Anti-Jewish Boycott: Ullstein Publishers Protest New Measures
(June 21, 1933)
Ullstein, a Berlin Jewish family, were among the largest publishers in Germany, issuing many newspapers, magazines and books.
From: H. Friedlander & S. Milton, "Archives of the Holocaust," Vol. 20, New York, 1993, p. 26-27.
21 June 1933
National Socialist Workers Union of Ullstein
To: Chancellors Office
Wilhelmstrasse
BerlinAs the head of the National Socialist Workers Union of the Ullstein publishing house, which is one of the largest unions in the Berlin Gau, I have the difficult duty of writing to you with a request to examine the following problem and solving it as soon as possible.
On the official boycott day, Ullstein Publishers were exempted from the boycotted businesses because of its being essential. Now the firm is suffering very much from the boycott. Because of the quantity of weekly and monthly workers being laid off, there is growing unrest among the employees of whom a large part are Party members and even a larger part are members of the union. The employees implore me to seek help from the authorities so that the livelihood of thousands of our compatriots will not be endangered. The number of volumes printed by the publishing house is about half what it used to be. I am informed daily of hair-raising stories about the boycott. A director of one of our agencies is being refused entry to the Party on grounds of his being an employee of our publishing house and as such an enemy of the movement.
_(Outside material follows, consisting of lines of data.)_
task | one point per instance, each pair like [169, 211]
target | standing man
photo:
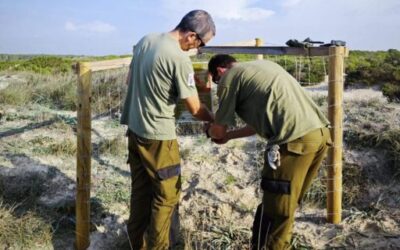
[273, 105]
[160, 74]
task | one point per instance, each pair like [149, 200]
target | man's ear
[221, 70]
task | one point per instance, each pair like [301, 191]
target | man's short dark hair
[219, 60]
[198, 21]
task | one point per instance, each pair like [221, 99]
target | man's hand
[220, 141]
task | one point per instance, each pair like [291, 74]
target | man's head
[218, 64]
[198, 28]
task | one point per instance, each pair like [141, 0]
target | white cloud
[94, 26]
[290, 3]
[240, 10]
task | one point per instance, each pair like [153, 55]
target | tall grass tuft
[26, 231]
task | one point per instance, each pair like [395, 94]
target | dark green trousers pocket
[276, 197]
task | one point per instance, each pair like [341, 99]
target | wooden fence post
[259, 43]
[83, 157]
[335, 115]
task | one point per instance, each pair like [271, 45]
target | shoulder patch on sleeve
[191, 81]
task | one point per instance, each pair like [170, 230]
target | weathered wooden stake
[259, 43]
[335, 115]
[83, 157]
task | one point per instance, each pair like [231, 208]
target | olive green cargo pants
[156, 187]
[285, 187]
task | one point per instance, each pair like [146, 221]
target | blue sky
[100, 27]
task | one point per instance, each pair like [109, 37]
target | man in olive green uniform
[273, 105]
[160, 74]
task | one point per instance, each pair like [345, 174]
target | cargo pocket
[277, 197]
[166, 173]
[303, 148]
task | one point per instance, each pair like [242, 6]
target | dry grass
[26, 231]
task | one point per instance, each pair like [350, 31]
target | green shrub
[391, 91]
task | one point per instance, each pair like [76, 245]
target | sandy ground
[220, 188]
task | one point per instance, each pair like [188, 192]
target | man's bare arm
[198, 109]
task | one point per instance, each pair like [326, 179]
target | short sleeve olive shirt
[161, 74]
[268, 99]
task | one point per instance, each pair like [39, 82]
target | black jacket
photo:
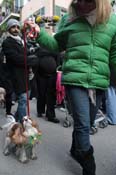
[14, 52]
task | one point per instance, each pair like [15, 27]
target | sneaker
[93, 130]
[54, 120]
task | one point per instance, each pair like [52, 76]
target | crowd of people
[87, 34]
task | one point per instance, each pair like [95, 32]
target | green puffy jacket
[90, 50]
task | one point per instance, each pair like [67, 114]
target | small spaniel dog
[23, 137]
[32, 132]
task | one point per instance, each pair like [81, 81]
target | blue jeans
[80, 104]
[22, 107]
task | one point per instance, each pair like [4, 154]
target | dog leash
[29, 30]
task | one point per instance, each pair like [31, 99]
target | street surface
[53, 152]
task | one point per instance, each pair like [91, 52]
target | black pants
[46, 100]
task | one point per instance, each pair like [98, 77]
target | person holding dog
[87, 33]
[13, 48]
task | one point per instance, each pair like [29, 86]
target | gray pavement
[53, 152]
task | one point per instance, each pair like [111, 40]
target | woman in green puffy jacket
[87, 33]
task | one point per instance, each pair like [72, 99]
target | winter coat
[89, 50]
[14, 52]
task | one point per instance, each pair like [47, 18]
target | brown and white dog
[32, 132]
[24, 137]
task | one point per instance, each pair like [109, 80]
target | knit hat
[12, 22]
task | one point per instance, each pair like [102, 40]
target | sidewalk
[53, 152]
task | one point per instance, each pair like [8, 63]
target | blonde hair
[103, 10]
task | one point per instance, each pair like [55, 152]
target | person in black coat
[13, 48]
[46, 84]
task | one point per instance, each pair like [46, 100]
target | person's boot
[86, 160]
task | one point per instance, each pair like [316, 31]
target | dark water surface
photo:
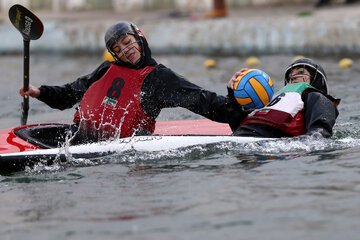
[286, 189]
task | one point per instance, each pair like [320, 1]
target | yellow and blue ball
[253, 89]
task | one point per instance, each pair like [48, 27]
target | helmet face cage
[316, 72]
[122, 51]
[117, 31]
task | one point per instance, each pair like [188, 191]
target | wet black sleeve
[164, 88]
[320, 114]
[66, 96]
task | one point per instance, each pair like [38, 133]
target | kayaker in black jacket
[303, 106]
[123, 98]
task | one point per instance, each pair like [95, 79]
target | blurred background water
[289, 188]
[277, 190]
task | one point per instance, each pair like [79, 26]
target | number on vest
[115, 89]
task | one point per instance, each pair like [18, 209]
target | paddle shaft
[25, 103]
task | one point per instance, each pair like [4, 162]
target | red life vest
[111, 107]
[284, 112]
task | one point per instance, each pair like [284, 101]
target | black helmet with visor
[318, 77]
[118, 30]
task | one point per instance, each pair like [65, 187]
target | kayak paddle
[31, 28]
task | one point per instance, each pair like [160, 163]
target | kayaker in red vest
[123, 98]
[303, 106]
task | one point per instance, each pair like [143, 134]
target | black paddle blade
[26, 22]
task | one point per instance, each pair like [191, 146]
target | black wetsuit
[320, 116]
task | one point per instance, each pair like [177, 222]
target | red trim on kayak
[197, 127]
[10, 143]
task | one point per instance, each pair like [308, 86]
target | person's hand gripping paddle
[31, 28]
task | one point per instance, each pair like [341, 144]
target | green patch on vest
[294, 87]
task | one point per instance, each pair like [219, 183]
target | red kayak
[45, 136]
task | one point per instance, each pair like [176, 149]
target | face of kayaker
[299, 75]
[127, 49]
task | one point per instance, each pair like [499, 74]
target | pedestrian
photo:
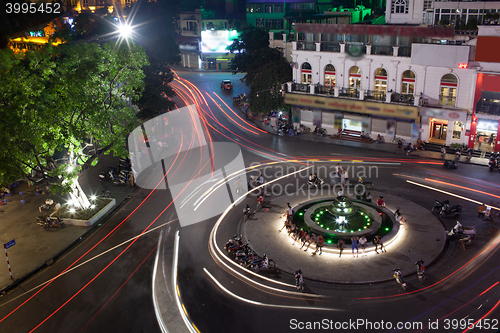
[319, 244]
[312, 240]
[362, 244]
[305, 240]
[340, 246]
[238, 186]
[354, 245]
[378, 243]
[300, 236]
[481, 211]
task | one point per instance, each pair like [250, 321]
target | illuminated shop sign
[216, 41]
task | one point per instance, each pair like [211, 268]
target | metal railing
[447, 100]
[382, 49]
[306, 46]
[349, 92]
[376, 95]
[330, 47]
[402, 98]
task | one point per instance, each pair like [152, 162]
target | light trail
[449, 193]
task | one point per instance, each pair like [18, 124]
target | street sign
[10, 244]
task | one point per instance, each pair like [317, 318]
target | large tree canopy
[266, 69]
[61, 99]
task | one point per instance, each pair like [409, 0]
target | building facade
[369, 85]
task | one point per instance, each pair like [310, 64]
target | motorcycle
[54, 223]
[299, 280]
[246, 213]
[447, 211]
[235, 240]
[420, 270]
[399, 278]
[469, 155]
[461, 233]
[450, 164]
[265, 262]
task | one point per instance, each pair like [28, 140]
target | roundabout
[405, 244]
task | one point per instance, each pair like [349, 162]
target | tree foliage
[266, 69]
[157, 92]
[62, 98]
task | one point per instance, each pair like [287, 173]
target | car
[226, 84]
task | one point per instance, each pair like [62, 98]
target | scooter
[299, 280]
[399, 278]
[450, 164]
[53, 223]
[236, 239]
[448, 212]
[420, 270]
[460, 232]
[265, 262]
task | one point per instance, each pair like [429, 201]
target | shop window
[380, 80]
[330, 77]
[355, 77]
[306, 73]
[457, 130]
[448, 91]
[408, 83]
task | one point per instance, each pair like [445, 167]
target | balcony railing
[306, 46]
[402, 98]
[376, 95]
[330, 47]
[382, 49]
[447, 100]
[349, 92]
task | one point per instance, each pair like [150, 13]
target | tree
[157, 93]
[64, 98]
[266, 69]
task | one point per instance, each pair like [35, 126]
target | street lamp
[125, 30]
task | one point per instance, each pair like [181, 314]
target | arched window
[408, 83]
[330, 76]
[448, 93]
[306, 73]
[355, 77]
[380, 80]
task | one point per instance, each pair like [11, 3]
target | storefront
[373, 118]
[443, 126]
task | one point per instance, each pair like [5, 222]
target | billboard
[216, 41]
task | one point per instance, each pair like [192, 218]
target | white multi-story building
[382, 80]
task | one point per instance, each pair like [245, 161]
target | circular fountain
[343, 218]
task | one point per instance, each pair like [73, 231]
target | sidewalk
[35, 246]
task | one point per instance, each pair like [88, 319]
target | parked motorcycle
[265, 262]
[444, 209]
[54, 223]
[399, 277]
[299, 280]
[450, 164]
[461, 233]
[420, 270]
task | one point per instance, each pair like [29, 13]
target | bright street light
[125, 30]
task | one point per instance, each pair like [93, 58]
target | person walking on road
[362, 244]
[340, 246]
[319, 244]
[354, 245]
[378, 243]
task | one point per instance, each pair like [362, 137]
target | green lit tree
[64, 99]
[266, 69]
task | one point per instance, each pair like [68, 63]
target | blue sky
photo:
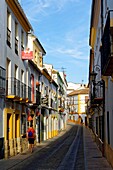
[62, 27]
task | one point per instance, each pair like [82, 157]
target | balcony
[16, 46]
[97, 95]
[38, 98]
[17, 90]
[12, 88]
[107, 47]
[2, 81]
[8, 37]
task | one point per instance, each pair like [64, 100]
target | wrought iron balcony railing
[97, 95]
[12, 87]
[8, 37]
[107, 47]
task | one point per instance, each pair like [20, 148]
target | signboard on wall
[27, 55]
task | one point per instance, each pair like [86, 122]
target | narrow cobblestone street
[73, 149]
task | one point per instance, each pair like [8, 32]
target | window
[8, 28]
[16, 38]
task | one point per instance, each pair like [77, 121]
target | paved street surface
[72, 149]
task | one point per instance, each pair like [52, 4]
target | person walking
[31, 137]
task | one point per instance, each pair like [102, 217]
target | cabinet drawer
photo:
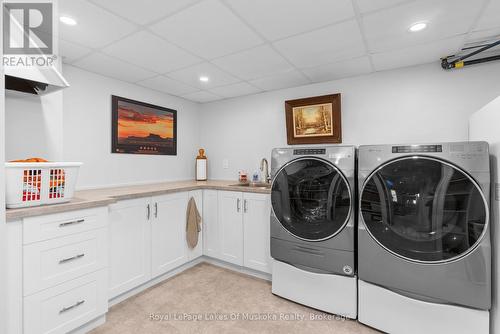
[68, 306]
[62, 224]
[56, 261]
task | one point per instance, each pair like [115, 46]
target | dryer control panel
[417, 149]
[309, 151]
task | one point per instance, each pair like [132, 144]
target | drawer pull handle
[74, 222]
[67, 308]
[71, 258]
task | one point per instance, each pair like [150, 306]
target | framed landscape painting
[142, 128]
[314, 120]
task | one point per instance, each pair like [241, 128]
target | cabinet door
[168, 232]
[198, 250]
[231, 226]
[129, 246]
[210, 225]
[256, 218]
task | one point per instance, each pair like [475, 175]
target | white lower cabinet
[211, 242]
[231, 227]
[148, 239]
[168, 232]
[57, 271]
[66, 307]
[129, 245]
[256, 232]
[237, 228]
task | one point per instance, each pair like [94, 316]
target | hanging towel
[193, 224]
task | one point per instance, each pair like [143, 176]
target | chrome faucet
[264, 167]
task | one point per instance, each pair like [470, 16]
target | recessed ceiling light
[417, 26]
[67, 20]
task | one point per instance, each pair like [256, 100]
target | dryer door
[311, 199]
[424, 209]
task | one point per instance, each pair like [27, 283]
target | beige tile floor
[208, 291]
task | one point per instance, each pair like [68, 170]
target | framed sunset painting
[314, 120]
[142, 128]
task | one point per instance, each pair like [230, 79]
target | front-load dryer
[313, 227]
[424, 253]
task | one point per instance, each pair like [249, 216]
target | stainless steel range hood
[34, 80]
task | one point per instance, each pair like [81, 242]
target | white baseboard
[154, 281]
[90, 325]
[240, 269]
[184, 267]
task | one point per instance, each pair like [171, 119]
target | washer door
[424, 209]
[311, 199]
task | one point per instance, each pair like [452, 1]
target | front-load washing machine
[424, 253]
[313, 227]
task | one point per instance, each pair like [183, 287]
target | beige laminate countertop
[101, 197]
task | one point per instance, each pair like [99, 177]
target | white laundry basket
[39, 183]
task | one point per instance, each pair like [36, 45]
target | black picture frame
[152, 144]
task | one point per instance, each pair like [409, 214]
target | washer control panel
[417, 149]
[309, 151]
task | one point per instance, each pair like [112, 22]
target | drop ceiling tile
[167, 85]
[202, 97]
[348, 68]
[70, 51]
[96, 27]
[371, 5]
[323, 46]
[150, 51]
[112, 67]
[191, 76]
[415, 55]
[144, 11]
[208, 29]
[282, 80]
[490, 18]
[253, 63]
[238, 89]
[484, 35]
[388, 29]
[282, 18]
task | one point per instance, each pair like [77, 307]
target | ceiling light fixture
[67, 20]
[417, 27]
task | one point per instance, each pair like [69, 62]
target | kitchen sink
[260, 185]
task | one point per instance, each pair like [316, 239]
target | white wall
[485, 125]
[3, 239]
[417, 104]
[87, 133]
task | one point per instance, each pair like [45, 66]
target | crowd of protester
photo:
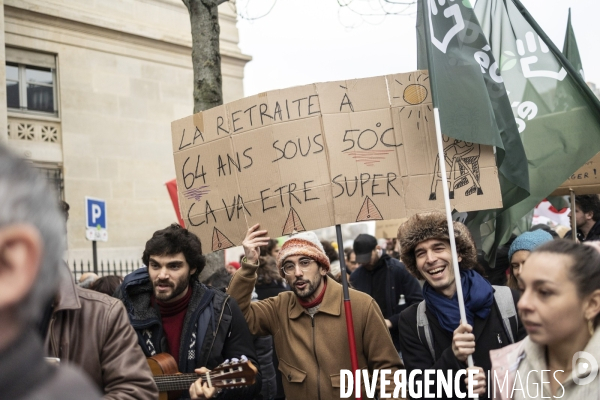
[280, 310]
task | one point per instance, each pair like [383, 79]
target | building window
[55, 179]
[30, 86]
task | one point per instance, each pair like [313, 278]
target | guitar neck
[167, 383]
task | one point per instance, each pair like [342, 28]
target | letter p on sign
[95, 219]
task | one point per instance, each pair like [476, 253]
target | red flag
[172, 188]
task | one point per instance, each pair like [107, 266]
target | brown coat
[311, 351]
[92, 330]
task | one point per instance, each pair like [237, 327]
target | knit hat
[433, 225]
[529, 241]
[235, 264]
[303, 244]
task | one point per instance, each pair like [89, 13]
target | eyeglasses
[304, 264]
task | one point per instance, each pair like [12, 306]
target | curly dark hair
[589, 203]
[174, 240]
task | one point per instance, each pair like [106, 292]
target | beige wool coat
[312, 351]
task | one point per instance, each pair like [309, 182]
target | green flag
[469, 92]
[557, 115]
[570, 49]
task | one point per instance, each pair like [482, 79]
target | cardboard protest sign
[388, 229]
[585, 180]
[319, 155]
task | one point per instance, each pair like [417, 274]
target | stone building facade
[92, 88]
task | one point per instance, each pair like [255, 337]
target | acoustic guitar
[171, 382]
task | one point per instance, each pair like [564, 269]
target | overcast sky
[307, 41]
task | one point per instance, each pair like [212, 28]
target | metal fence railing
[105, 267]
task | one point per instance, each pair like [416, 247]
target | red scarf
[316, 301]
[172, 315]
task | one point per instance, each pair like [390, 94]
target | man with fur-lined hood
[431, 335]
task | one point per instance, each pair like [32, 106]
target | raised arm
[260, 316]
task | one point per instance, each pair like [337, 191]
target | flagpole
[347, 308]
[442, 161]
[573, 217]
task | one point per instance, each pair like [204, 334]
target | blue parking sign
[95, 213]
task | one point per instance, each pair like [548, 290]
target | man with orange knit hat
[309, 324]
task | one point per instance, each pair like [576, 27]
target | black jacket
[398, 281]
[489, 335]
[214, 328]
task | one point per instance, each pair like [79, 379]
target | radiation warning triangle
[220, 241]
[368, 211]
[292, 223]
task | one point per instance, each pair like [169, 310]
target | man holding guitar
[308, 324]
[172, 312]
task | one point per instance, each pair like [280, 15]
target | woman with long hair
[560, 309]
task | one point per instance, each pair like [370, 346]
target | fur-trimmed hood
[421, 227]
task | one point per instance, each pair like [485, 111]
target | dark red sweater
[172, 315]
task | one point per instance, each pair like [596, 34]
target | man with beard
[431, 333]
[172, 312]
[587, 218]
[308, 324]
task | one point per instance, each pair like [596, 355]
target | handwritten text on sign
[322, 154]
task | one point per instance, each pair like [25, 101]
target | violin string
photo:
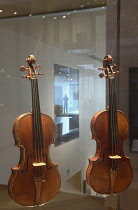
[38, 127]
[33, 112]
[40, 147]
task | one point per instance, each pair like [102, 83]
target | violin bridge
[115, 157]
[39, 164]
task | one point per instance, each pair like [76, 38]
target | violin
[35, 180]
[109, 171]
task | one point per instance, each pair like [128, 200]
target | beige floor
[63, 201]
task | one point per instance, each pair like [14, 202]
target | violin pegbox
[32, 74]
[109, 69]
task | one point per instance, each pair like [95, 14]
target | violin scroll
[108, 68]
[30, 68]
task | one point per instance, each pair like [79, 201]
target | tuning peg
[24, 76]
[39, 73]
[37, 67]
[101, 75]
[23, 68]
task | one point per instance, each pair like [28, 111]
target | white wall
[21, 37]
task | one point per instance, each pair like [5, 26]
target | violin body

The head of the Party chapter apparently is not aware of the implications of such an explanation. If so, we should all feel we are the enemies of the party in our being employed by the publisher and making our living. However the situation at the publishing house has changed remarkably. All the Jewish editors were fired and Christians hired in their place....
....The party presented the management with a list of 25 editors who according to them were of the highest professional standard, with a recommendation to employ them. The publishers acted on that list, but a substantial part of them turned out to be unqualified....
I also have to note that there are many things in our struggle against Jewry that are unclear to me. After a long struggle, we have obtained the discharge of another 35 Jews, among them Dr. Erloeser. In this case the management informed us that a certain Ministry applied to them with the request to leave Dr. Erloeser in his post.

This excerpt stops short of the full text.